Condividi

Doppi incarichi, come cambia la finanza italiana

Con la riforma imposta dal salva-Italia, che obbliga i membri dei Cda a far parte di un solo board in società concorrenti, saranno ben 1.500 le poltrone da sostituire – Potrebbe essere il primo passo verso quella separazione dei centri di potere che ha rappresentato uno step importante per la riforma del modello tedesco.

Doppi incarichi, come cambia la finanza italiana

Come cambierà la “annual results season” italiana?
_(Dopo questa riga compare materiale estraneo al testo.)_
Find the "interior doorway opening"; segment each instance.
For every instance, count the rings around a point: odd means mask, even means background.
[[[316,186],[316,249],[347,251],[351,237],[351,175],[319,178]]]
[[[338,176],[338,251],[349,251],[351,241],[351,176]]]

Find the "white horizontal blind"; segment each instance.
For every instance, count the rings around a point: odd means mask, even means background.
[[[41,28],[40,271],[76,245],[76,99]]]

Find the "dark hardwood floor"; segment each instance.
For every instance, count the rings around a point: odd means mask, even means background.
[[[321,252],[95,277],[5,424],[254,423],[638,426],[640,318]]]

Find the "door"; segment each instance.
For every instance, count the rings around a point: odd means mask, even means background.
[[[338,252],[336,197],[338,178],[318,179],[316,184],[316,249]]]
Secondo il Financial Times, la riforma imposta dal salva-Italia di fine 2011 che obbliga i membri dei Cda a far parte di un solo board in società concorrenti del settore bancario, assicurativo e finanziario, un effetto ce l’avrà di sicuro: diminuirà “il traffico di limousines che ingorgano le vie del centro di Milano, trasportando impeccabili uomini d’affari da un quartier generale all’altro per partecipare ai consigli delle banche e delle società più potenti”.
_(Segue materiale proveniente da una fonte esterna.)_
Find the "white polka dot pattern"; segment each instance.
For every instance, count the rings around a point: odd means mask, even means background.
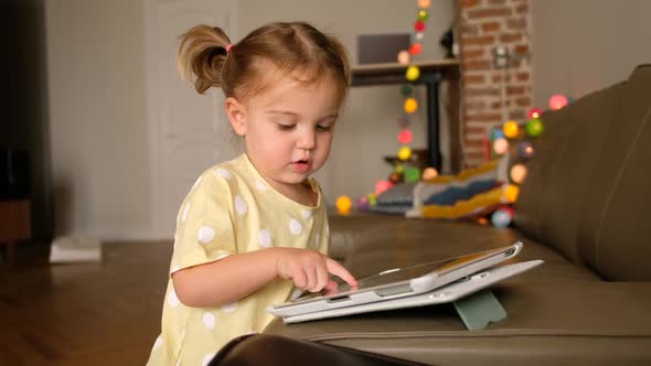
[[[171,289],[168,293],[168,304],[172,308],[179,308],[181,304],[181,301],[179,301],[179,298],[177,298],[177,292],[174,292],[174,289]]]
[[[299,235],[302,232],[302,226],[296,218],[289,220],[289,232],[291,234]]]
[[[160,348],[160,346],[162,346],[162,334],[158,336],[158,338],[156,338],[156,342],[153,343],[153,348],[151,351],[156,351],[158,348]]]
[[[241,216],[246,214],[246,202],[239,194],[235,196],[235,212]]]
[[[201,362],[201,366],[207,366],[207,364],[210,364],[210,362],[215,357],[217,353],[209,353],[207,355],[205,355],[205,357],[203,357],[203,360]]]
[[[215,238],[215,229],[210,226],[202,226],[196,235],[199,237],[199,241],[209,244]]]
[[[267,191],[267,186],[265,185],[265,183],[257,181],[257,180],[255,181],[255,187],[262,192]]]
[[[230,171],[227,171],[227,170],[225,170],[224,168],[217,168],[217,169],[215,169],[215,172],[216,172],[216,173],[217,173],[220,176],[223,176],[223,177],[225,177],[225,179],[227,179],[227,180],[230,180],[230,179],[231,179],[231,172],[230,172]]]
[[[267,229],[262,229],[260,234],[258,234],[258,244],[263,248],[268,248],[271,246],[271,234]]]
[[[225,313],[232,313],[235,310],[237,310],[237,301],[232,302],[232,303],[227,303],[225,305],[222,306],[222,311]]]
[[[185,204],[185,208],[183,208],[183,216],[181,217],[181,223],[185,223],[188,219],[188,213],[190,212],[190,202]]]
[[[203,325],[205,325],[205,329],[209,331],[214,330],[215,329],[215,315],[213,315],[211,313],[203,314]]]
[[[195,189],[195,187],[199,185],[199,183],[201,183],[201,179],[202,179],[202,177],[203,177],[203,175],[201,175],[201,176],[200,176],[200,177],[196,180],[196,182],[194,182],[194,184],[192,185],[192,190],[194,190],[194,189]]]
Al di là degli inevitabili sfottò cui il giornale della City non rinuncia mai quando si parla d’Italia, la novità promette di essere davvero assai rilevante e profonda. Tanto per cominciare, contano i numeri: si calcola che, tra centro e periferia, saranno ben 1.500 le poltrone da sostituire.

Naturalmente, però, a far notizia sono i Vip. In primis, il salotto buono delle Generali, che cambierà davvero volto, per l’occasione. Da piazzetta Cuccia esce, con grande sofferenza, Fabrizio Palenzona, da più di un decennio ufficiale di collegamento tra Unicredit, ove resta vice del neo presidente Giuseppe Vita, e l’istituto di piazzetta Cuccia. Opta per Mediobanca, in luogo di Unicredit, Giampiero Pesenti. Ma tra le defezioni che contano ci sono quelle di Marina Berlusconi, sostituita dal fratello Piersilvio (che rinuncia al posto nel board di Fininvest) e di Ennio Doris, che, naturalmente, si tiene stretta la sua “creatura”, cioè Mediolanum. Scelta dolorosa anche per Vincent Bolloré, obbligato a lasciare Mediobanca per restare a Trieste quale vice presidente delle Generali. Lasciano il Leone sia Alberto Nagel che il direttore generale Saverio Vinci.
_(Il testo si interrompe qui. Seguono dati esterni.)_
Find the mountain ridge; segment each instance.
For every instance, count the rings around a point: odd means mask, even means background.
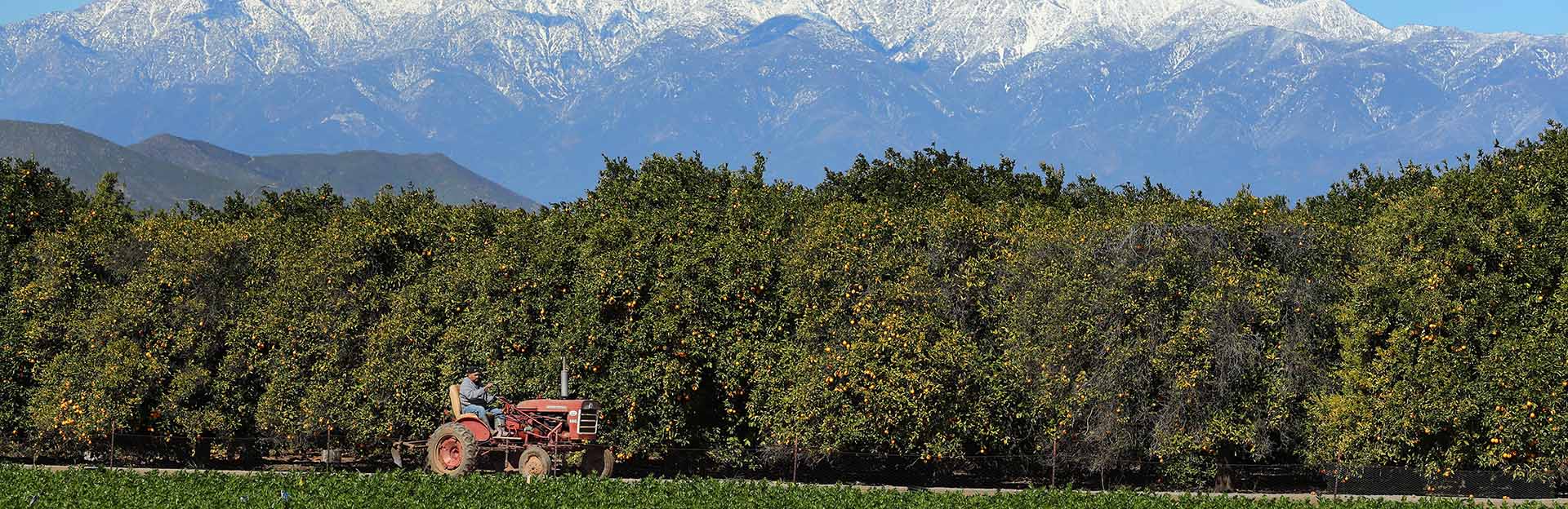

Giovanni Bazoli, infine, deve lasciare l’amata Mittel oltre al board di Ubi per mantenere la carica di presidente del consiglio di sorveglianza di Intesa. La diaspora dalla finanziaria colpisce anche Giambattista Montini e Stefano Gianotti, mentre Giorgio Franceschi ha scelto Mittel al posto del Banco di Brescia. Da Intesa, invece, esce Gianluca Ferrero, membro del consiglio di sorveglianza.

Ma cosa cambia, al di là delle staffette nelle Pagine Gialle della finanza? Molto più di quel che non si creda, secondo alcuni. Potrebbe essere il primo passo verso quella separazione dei centri di potere che ha rappresentato uno step importante per la riforma del modello tedesco. Nel 2001, infatti, la Germania mandò in soffitta, con programmazione e metodo teutonico, il vecchio modello renano, fondato sull’intreccio azionario tra i Big. L’operazione ha avuto effetti benefici sul business della finanza e delle imprese, senza che la temuta irruzione delle “locuste”, ovvero i private equity anglosassoni abbia provocato scompensi particolari al sistema.

Il Financial Times si spinge ad ipotizzare che la novità potrebbe accelerare il cambio di pelle di Mediobanca, favorendo una gestione più dinamica del business e delle partecipazioni. “Dopo un decennio di stagnazione dell’economia italiana – scrive – la posizione strategica di Mediobanca, al centro della finanza del Paese, è più un vincolo che un punto di forza”, circostanza che potrebbe essere acuita dalle difficoltà insorte nella fusione Fonsai-Unipol. Altri sono più cauti e più perplessi sul valore della novità, che comunque “libera” posti a vantaggio dei fondi e di altri investitori istituzionali, ma finora espropriati dal gioco di squadre dei salotti più o meno buoni.